Investigating transmission power control for wireless sensor networks based on 802.15.4 specifications
Faculty of Health, Engineering and Science
School of Engineering / Centre for Communications and Electronics Research
Because of the need to minimize the energy consumption of sensor nodes to prolong battery life in wireless sensor networks, we have extended the research previously reported (Meghji et al. in Lecture Notes in Computer Science, vol. 6886, pp. 130–143, 2011) to conclusively demonstrate some relevant advantages of single-hop transmission power control (TPC) over multi-hop TPC. We investigate TPC in multi-hop and single-hop WSNs using typical Telosb platform parameters, which are IEEE 802.15.4 standard compliant.

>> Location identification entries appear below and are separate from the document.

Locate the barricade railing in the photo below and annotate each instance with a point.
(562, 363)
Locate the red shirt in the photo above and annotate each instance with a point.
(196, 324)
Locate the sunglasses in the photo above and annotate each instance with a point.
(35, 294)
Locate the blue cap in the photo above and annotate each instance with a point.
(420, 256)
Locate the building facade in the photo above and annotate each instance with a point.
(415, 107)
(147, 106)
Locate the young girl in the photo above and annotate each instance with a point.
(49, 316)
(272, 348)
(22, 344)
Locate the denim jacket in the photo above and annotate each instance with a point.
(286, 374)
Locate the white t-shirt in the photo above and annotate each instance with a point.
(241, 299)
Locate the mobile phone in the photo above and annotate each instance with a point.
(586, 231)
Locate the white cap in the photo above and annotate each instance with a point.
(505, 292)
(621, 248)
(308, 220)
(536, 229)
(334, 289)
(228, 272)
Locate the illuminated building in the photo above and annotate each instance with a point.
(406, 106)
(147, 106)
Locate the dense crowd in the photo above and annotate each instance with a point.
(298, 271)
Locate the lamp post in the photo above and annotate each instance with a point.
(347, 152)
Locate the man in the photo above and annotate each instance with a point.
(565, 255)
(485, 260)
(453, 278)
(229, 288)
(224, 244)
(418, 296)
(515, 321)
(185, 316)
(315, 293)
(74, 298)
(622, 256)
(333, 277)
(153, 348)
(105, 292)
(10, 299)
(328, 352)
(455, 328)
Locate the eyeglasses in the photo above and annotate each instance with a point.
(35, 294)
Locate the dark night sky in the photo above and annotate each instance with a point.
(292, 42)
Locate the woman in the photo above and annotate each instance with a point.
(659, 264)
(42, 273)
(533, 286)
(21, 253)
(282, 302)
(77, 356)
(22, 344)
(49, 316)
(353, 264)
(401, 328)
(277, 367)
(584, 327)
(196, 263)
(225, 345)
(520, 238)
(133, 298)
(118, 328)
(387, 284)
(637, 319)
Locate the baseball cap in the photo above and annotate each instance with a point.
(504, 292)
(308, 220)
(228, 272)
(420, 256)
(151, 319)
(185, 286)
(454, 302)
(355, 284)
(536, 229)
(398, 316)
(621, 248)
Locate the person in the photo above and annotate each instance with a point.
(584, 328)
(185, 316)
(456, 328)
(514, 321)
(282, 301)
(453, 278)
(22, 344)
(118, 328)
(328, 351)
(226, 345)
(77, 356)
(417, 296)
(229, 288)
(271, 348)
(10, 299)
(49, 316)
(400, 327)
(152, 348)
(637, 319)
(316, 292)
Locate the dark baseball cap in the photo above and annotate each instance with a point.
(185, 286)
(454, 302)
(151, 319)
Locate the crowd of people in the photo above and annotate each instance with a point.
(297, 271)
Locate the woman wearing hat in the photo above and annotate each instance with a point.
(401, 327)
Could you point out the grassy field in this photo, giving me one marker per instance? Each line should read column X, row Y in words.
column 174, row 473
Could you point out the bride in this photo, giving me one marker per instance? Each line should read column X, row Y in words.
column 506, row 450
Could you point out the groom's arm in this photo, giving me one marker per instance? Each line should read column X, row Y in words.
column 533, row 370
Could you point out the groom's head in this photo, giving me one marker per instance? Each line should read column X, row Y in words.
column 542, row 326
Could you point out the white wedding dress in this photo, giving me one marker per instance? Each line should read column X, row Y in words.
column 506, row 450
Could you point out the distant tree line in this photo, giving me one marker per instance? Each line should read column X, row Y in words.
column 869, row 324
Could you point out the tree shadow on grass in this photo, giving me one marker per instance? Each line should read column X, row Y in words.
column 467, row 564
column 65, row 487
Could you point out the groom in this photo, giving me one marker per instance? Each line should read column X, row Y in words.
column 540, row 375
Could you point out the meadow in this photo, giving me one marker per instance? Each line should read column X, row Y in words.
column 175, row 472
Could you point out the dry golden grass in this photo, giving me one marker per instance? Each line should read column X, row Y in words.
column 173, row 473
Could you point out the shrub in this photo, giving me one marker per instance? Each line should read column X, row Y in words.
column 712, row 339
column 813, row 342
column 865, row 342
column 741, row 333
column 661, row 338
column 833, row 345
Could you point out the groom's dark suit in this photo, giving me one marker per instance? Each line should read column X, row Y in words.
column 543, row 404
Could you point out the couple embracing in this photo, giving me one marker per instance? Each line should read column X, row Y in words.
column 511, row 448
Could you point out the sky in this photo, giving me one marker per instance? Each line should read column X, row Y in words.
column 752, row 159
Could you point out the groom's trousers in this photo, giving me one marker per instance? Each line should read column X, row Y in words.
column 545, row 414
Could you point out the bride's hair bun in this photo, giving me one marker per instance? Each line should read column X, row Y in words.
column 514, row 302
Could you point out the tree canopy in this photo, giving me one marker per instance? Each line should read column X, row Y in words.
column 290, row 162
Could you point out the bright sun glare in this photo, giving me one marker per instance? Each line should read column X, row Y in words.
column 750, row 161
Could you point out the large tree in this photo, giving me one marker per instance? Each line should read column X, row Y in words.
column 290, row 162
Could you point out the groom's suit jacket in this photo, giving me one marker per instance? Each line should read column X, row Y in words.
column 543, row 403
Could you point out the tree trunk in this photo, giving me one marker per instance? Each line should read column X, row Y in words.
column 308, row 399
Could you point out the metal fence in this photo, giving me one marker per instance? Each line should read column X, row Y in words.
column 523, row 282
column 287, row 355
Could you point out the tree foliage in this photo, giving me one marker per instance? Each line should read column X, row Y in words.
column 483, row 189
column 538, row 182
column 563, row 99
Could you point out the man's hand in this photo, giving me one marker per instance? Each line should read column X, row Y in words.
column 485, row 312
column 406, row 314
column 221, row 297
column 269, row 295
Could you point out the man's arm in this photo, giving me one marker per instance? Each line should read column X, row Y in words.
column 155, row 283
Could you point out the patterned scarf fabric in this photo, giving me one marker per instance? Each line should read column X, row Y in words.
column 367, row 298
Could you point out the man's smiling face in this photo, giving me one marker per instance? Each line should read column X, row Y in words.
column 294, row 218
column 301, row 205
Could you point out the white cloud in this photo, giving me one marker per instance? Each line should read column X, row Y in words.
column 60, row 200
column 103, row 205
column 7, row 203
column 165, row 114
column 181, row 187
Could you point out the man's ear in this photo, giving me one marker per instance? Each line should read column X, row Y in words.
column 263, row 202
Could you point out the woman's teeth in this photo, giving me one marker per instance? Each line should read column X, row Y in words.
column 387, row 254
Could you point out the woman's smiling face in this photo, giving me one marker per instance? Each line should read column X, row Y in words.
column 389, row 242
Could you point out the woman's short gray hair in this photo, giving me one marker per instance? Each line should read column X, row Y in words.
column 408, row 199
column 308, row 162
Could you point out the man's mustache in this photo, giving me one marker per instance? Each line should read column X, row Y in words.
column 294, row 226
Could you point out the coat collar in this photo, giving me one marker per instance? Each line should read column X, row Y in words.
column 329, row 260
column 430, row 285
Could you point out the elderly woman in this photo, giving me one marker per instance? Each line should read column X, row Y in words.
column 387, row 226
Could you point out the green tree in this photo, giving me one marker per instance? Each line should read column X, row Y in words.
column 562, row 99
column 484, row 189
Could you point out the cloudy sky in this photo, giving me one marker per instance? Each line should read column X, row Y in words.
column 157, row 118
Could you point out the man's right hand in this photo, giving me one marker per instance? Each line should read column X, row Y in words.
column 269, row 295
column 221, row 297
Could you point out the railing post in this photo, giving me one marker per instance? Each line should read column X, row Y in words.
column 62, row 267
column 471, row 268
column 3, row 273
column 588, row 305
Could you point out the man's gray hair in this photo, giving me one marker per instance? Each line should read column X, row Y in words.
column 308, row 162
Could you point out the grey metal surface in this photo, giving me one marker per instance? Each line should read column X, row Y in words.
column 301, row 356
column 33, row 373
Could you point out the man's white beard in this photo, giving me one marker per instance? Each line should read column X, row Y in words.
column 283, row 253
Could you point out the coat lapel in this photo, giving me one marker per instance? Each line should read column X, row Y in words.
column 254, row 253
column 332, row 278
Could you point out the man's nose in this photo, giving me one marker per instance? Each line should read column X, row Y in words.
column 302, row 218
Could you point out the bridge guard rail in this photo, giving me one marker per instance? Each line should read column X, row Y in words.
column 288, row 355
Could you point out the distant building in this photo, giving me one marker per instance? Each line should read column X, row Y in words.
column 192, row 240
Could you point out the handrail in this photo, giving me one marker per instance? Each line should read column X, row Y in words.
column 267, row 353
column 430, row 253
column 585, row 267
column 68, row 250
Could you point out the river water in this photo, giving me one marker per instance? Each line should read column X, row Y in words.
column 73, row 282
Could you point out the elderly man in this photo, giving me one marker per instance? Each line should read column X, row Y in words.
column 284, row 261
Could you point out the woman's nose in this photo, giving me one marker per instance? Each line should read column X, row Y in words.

We provide a more detailed description of a new approach to testing TPC in multi-hop networks at the physical layer, and provide energy consumption performance results via simulation and a numerical model. Our results indicate that sending packets using a short-range multi-hop path, instead of a single-hop, does not necessarily save energy as suggested by some researchers (Zhao and Leonidas, in Wireless Sensor Networks: An Information Processing Approach, 2004; Kai et al., in 6th International Conference on ITS Telecommunications Proceedings, pp. 675–679, 2006; Monks et al., in 26th Annual IEEE Conference on Local Computer Networks, 2001. Proceedings. LCN 2001, pp. 550–559, 2001). Moreover, transmitting in single-hop networks at lower transmission power levels, while still maintaining reliable connectivity, reduced energy consumption by up to 23 %. Both the radiation and electronic components of the energy consumption are characterized. Furthermore, we show that both packet collisions and delays affect the performance of WSNs that have an increased number of hops. Since the use of TPC in star topology/cellular networks transmission can save energy, we recommend cluster based (hybrid) or similar topology over completely multi-hop topology.